Przyszłość Amorima wyjaśniona. Co za zachowanie Portugalczyka [WIDEO]
Ruben Amorim był w ostatnich miesiącach łączony z kilkoma klubami. Teraz już wiadomo, gdzie Portugalczyk będzie pracował w następnym sezonie.
Sporting wywalczył drugie mistrzostwo Portugalii w ostatnich pięciu latach. Benfica niespodziewanie przegrała z Famalicao (0:2), co wyjaśniło kwestię tytułu.
Na uroczystej fecie głos zabrał Ruben Amorim. Szkoleniowiec "Lwów" był przymierzany między innymi do Liverpoolu oraz West Hamu United. Teraz jednak przekazał, że nigdzie się nie wybiera.
- Zostaję w Sportingu. Mam ważną umowę, a to wyjątkowy moment dla mnie i klubu - przekazał.
- Spróbujmy zdobyć trzecie mistrzostwo. Mówili, że nie wygramy ligi dwa razy. No cóż, poczekajmy i zobaczmy - dodał, a następnie teatralnie upuścił mikrofon.

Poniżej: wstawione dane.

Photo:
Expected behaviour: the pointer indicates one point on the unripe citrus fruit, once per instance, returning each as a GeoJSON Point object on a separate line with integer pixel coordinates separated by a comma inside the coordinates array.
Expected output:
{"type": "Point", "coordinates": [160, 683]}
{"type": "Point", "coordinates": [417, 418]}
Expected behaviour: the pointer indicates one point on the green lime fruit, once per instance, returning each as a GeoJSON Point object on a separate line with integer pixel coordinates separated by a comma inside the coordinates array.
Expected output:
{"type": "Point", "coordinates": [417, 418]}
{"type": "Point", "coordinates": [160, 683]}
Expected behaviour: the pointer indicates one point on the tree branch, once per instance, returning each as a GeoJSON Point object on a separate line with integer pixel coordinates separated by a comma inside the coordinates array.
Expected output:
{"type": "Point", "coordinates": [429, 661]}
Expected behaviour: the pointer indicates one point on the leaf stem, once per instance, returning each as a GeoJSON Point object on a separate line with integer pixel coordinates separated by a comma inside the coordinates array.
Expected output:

Kilka tygodni temu Amorim był na rozmowach w WHU w sprawie zastąpienia Davida Moyesa. Szybko jednak się zreflektował i przeprosił kibiców Sportingu za swoje zachowanie, co opisywaliśmy TUTAJ. Umowa Portugalczyka obowiązuje do 30 czerwca 2026 roku.